Keywords: Electrohydrodynamic printing, bone tissue engineering, microscale scaffold, hydroxyapatite nanoparticles
1.Introduction
Natural bone is a typical hierarchical biocomposite containing collagen fibers and hydroxyapatite (HA) crystals (Fig. 1a), which determine its mechanical properties and biological functions
[1]
. Recapitulating such structural and compositional
organization in synthetic scaffolds can provide a biomimetic microenvironment for cellular attachment, proliferation and differentiation and finally facilitate bone regeneration
[2]
. To mimic the structural microenvironment of natural bone,
electrospinning has been widely used to fabricate nanoscale fibers from various biopolymers
[3]
, which were further
reinforced with nHA [4]. However, the electrospun scaffolds were mostly limited to two-dimensional membranes and the orientation of the micro/nanoscale fibers were poorly controlled. Electrohydrodynamic printing (EHDP), combining the principles of electrospinning and additive manufacturing, has emerged as a new subject to fabricate high-resolution three-dimensional (3D) fibrous structures in a controlled manner [5]. Ahmad et al. employed EHDP to generate 3D patterns of nHA topographies in a high resolution [6]. Thian et al. prepared various nHA patterns by EHDP to mimic the dimension of mineral components in natural bone that enhanced cellular differentiation
[7]
. Rasekh et al. coupled EHDP with solvent evaporation techniques to fabricate PCL/nHA composite
scaffolds with fine fiber arrangements
[8]
. However, few studies have been conducted to fabricate microscale composite
bone scaffolds based on melt EHDP. In this study we aim to use melt EHDP to fabricate microscale PCL/nHA scaffolds with precise microfiber orientations and arrangements to better mimic collagen fibers and HA crystals composites in natural bone. The biological properties of the resultant composite scaffolds were evaluated by cell culture experiments.
2.Materials and methods 2.1. Materials PCL(Mw=80000 g/mol)with medical grade was bought from Jinan Daigang Biomaterial Co., Ltd (China). nHA was bought from Aladdin Reagent Co., LTD (China). Live/dead viability/cytotoxicity kit and Alexa Fluor 594 phalloidin were purchased from Invitrogen (USA) for cell viability and cytoskeleton staining. 4', 6-diamidino-2-phenylindole (DAPI) and AlamarBlue were purchased from Life Science International (USA) for cell nuclei staining and cellular
activities testing. All other reagents were analytical grade. To prepare PCL/nHA composite materials, 5 g PCL raw material was melted at the temperature of 80 o C. 0.4 g nHA particles were added into PCL melts and thoroughly stirred at the temperature of 80 o C for 2 h. The composite materials were allowed to solidify at the temperature of 4 o C for 1 h. The resultant PCL/nHA composites were cut into small pieces for future use.

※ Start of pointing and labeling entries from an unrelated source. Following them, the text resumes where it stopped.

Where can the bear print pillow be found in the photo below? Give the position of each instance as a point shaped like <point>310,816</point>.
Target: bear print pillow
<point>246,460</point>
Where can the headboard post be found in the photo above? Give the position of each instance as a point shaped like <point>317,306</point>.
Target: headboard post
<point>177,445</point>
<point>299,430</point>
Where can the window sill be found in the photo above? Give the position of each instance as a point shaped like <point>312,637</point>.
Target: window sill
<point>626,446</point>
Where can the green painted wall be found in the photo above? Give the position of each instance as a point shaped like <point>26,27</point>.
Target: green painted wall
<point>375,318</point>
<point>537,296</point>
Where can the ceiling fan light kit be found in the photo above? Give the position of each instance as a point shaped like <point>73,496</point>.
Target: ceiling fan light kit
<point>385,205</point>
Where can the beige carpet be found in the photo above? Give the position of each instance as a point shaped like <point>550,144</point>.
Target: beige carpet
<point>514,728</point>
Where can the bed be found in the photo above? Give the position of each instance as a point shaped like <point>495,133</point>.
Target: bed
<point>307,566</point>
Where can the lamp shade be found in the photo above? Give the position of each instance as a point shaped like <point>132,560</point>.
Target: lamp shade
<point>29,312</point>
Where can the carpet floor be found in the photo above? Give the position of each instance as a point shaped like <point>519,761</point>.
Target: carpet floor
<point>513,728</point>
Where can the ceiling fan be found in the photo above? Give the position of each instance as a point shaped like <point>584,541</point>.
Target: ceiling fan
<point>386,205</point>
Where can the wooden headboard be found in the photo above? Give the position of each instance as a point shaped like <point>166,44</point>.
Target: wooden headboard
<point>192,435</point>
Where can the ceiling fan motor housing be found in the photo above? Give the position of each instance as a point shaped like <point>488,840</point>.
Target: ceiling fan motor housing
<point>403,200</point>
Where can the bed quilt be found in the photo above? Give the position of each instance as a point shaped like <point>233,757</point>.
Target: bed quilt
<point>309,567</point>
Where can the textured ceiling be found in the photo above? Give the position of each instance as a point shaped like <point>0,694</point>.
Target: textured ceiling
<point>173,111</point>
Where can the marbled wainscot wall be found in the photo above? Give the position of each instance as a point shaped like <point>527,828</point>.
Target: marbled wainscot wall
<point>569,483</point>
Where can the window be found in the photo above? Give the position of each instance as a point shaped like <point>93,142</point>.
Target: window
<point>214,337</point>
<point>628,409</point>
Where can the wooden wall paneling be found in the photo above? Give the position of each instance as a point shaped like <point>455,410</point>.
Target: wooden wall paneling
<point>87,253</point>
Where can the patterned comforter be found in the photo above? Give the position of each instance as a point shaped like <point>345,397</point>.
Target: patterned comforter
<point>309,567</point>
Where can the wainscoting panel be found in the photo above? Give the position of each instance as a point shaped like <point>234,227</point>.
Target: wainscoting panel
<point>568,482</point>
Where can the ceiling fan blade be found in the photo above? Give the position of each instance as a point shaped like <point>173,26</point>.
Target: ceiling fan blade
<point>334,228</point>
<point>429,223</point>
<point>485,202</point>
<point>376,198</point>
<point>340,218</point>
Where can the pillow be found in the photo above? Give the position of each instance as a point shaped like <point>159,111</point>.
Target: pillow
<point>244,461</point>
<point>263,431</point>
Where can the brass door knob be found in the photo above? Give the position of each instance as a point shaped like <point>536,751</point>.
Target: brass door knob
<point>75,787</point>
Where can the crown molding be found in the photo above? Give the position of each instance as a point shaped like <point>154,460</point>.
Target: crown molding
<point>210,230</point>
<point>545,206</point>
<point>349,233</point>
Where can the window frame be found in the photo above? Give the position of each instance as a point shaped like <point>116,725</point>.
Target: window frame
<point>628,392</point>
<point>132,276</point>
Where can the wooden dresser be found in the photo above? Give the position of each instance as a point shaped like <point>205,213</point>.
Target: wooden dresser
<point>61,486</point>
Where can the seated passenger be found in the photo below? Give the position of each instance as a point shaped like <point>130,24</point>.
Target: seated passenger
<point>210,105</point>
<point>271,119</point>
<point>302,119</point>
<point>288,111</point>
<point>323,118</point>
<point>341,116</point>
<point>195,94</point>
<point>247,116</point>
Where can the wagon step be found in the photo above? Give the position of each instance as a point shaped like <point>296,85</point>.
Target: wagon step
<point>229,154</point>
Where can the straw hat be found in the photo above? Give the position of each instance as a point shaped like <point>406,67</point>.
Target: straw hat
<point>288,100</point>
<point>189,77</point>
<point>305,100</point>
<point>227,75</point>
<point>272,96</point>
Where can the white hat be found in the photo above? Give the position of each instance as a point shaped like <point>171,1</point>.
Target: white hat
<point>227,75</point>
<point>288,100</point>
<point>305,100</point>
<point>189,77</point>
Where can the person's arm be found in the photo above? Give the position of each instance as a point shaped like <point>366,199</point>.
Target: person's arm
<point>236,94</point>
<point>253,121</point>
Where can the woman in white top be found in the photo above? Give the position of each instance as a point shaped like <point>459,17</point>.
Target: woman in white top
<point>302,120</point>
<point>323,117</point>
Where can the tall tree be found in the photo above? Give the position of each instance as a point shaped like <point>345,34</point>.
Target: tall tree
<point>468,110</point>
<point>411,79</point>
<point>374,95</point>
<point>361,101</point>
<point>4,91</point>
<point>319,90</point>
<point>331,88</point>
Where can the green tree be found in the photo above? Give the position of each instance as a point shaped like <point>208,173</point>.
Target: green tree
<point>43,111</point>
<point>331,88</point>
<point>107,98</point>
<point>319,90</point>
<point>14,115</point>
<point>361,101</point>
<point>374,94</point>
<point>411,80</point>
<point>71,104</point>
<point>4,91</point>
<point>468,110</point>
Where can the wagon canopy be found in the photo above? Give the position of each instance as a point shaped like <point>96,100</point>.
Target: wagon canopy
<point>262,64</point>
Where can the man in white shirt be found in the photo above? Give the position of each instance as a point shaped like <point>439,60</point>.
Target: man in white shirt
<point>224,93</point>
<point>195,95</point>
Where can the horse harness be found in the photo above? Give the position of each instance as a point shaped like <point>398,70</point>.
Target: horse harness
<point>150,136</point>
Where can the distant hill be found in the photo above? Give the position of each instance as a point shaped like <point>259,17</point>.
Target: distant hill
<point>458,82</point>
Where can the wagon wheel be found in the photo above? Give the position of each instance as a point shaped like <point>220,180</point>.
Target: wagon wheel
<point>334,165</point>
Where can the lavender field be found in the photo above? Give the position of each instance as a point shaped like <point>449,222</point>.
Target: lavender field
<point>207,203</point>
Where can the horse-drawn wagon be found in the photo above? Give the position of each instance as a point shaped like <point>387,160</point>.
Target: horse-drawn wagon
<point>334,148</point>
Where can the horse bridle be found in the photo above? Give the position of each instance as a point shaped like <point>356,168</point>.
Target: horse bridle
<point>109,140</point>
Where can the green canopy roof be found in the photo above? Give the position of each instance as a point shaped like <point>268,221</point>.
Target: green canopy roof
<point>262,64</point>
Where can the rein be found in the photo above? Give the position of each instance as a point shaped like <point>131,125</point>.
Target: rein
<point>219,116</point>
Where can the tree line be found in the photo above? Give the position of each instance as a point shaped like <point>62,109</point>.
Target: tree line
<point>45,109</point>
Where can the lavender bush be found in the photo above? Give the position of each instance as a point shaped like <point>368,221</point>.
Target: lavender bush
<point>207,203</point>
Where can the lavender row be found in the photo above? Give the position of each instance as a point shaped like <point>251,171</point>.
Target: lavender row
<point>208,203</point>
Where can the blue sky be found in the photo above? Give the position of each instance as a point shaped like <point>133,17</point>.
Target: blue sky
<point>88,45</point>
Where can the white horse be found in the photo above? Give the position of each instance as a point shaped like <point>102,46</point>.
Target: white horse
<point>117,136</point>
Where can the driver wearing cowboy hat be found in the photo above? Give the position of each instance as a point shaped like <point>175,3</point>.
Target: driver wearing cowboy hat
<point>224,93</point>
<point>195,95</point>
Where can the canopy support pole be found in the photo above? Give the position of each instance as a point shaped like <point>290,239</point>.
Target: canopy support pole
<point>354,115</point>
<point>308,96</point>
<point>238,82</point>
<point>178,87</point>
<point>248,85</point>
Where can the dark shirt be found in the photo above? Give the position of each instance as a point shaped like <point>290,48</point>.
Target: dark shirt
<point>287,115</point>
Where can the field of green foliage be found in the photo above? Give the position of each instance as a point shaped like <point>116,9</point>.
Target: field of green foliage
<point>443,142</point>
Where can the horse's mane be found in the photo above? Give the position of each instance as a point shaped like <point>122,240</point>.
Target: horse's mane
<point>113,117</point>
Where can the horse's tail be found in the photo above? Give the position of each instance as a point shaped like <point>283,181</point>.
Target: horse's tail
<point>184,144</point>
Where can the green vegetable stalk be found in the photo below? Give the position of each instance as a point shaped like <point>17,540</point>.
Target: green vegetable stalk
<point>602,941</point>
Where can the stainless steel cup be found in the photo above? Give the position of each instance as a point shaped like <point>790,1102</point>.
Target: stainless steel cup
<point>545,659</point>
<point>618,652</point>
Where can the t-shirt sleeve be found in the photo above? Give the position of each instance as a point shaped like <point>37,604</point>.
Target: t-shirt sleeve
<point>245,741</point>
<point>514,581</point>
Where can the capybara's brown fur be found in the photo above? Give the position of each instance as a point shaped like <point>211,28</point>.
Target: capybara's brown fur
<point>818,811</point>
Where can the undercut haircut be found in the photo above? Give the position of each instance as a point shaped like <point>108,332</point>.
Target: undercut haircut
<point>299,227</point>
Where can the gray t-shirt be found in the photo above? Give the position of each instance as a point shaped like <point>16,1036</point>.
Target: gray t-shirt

2.2 Melt electrohydrodynamic printing of microscale PCL/nHA composite scaffolds The schematic process to fabricate PCL/nHA composite scaffolds is illustrated in Fig. 1b. Briefly, PCL/nHA composite pieces were loaded into a stainless syringe that was immersed in a temperature-controlled water circulating system. The temperature was increased to 70 o C to melt PCL/nHA composites. The glass slides were coated with a thin layer of transparent indium tin oxide (ITO) film as the conductive collecting substrate. To initialize the electrohydrodynamic printing process, the printing nozzle with the inner diameter of 340 μm was grounded and a conductive glass collector mounted onto a XY moving stage was connected with the positive terminal of a high voltage generator. The electric force between the nozzle and the collector would induce the electrohydrodynamic jetting of tiny filaments without needle blockage. The filament diameter was much smaller than that of the nozzle. By controlling the movement of the XY stage, a user-specific pattern could be obtained. A 3D microscale fibrous scaffold could be printed by stacking the tiny filaments in a layer-by-layer manner. In this study, the voltage, moving speed, nozzle-to-collector distance and feeding rate were fixed at 3 KV, 30 mm/s, 3 mm and 10 μL/h respectively. For cell experiment, a thin layer of agarose film was precoated onto the glass slide to avoid the attachment of cells on the glass surface.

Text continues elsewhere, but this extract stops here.